Friday, November 27, 2020

Striving for Excellence


Michael Grossi, MIA’s Class of 2017 valedictorian. Photo by Don Manley

Michael Grossi, MIA’s Class of 2017 valedictorian. Photo by Don Manley

Michael Grossi has found that taking the road less traveled can truly make all the difference.

He credits taking that approach and striving for excellence as being key to his becoming valedictorian of Marco Island Academy’s class of 2017 with a 6.0 grade point average and an associate’s degree from Florida Gulf Coast University under his belt. Michael Vale was salutatorian.

“For many people, it’s unusual to see someone coming out with an associates of arts degree before you even get your high school degree, but for me, that’s just normal,” said Michael, who’s the son of John Grossi. “That’s breaking the boundary. That’s just seeing what you can accomplish, what you can do.

“I think a lot of what my success results from is taking the road less traveled and I think that’s really important for other students,” he added. “Take the road less traveled and find your own means of success, and work at it and always do your best.”

Michael achieved his lofty GPA by taking advanced courses at MIA, along with extra classes through the Florida Virtual School, accumulating 20 of the 24 required for graduation by the end of his sophomore year.

During his time at MIA, he was president of the Key Club, and a member of the National Honor Society, student council, the Interact Club and the Knights of Columbus Service.

He spent his junior year at Florida SouthWestern State College and his senior year at Florida Gulf Coast University, where he received a general associate’s of arts degree this spring.

Michael said chose such a rigorous academic path because he simply liked the challenge.

“I think success goes so many different routes and if you don’t push yourself, you’re never going to get there,” he said. “I think you need to begin working on success early and that a lot of success depends on being self-driven.
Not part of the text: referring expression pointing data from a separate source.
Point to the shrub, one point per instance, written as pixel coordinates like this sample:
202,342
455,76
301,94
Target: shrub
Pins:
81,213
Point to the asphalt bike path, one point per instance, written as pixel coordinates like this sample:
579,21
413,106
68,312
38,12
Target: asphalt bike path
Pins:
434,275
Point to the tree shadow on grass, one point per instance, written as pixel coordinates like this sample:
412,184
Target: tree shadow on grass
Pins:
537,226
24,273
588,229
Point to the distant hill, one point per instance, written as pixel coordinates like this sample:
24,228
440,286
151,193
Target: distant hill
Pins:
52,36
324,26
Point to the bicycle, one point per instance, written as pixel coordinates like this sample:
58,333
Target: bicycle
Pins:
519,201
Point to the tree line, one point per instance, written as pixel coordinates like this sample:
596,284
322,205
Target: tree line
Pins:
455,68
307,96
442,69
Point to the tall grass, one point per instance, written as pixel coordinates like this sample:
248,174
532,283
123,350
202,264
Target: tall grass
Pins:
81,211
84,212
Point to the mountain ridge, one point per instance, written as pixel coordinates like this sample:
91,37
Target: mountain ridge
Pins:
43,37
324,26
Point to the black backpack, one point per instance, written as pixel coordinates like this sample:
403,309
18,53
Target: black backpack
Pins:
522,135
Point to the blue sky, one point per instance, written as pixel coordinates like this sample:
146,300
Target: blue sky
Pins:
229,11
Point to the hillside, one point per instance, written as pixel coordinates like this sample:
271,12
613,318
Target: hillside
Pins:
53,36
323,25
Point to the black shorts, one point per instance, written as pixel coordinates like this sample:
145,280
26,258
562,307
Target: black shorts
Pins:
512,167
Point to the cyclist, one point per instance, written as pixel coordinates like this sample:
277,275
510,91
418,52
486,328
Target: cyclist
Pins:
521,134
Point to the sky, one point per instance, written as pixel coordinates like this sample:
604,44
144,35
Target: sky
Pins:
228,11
You need to know what your goals are in life. For me, it was about starting to get into it a little bit early in life and finding out what do I want to do, what interests me.”

With 67 college credits, a total enhanced by MIA’s Cambridge AICE program courses and College Level Examination Program (CLEP) tests, Michael expects to complete his bachelor’s degree in two to three years. His next academic stop will be at the University of North Carolina at Chapel Hill, where he has a fullride scholarship.

There, he intends to major in chemistry and pharmacy, with an eye towards a career in pharmacokinetics, the branch of pharmacology focused on the movement of drugs within the body.

“I want to see the way that receptors and drugs move through the body and how we can work with cancer and work with skin disorders and issues that have yet to be discovered, and see how pharmacokinetics fix them,” he said.

Michael credits the advanced biology and chemistry courses at MIA for helping him discover a love of science and medicine.

He has no intention of letting his love of learning wane as the years pass.

“I think that’s what life calls you to do,” he said. “You can’t stop growing. You learn and you grow every day.”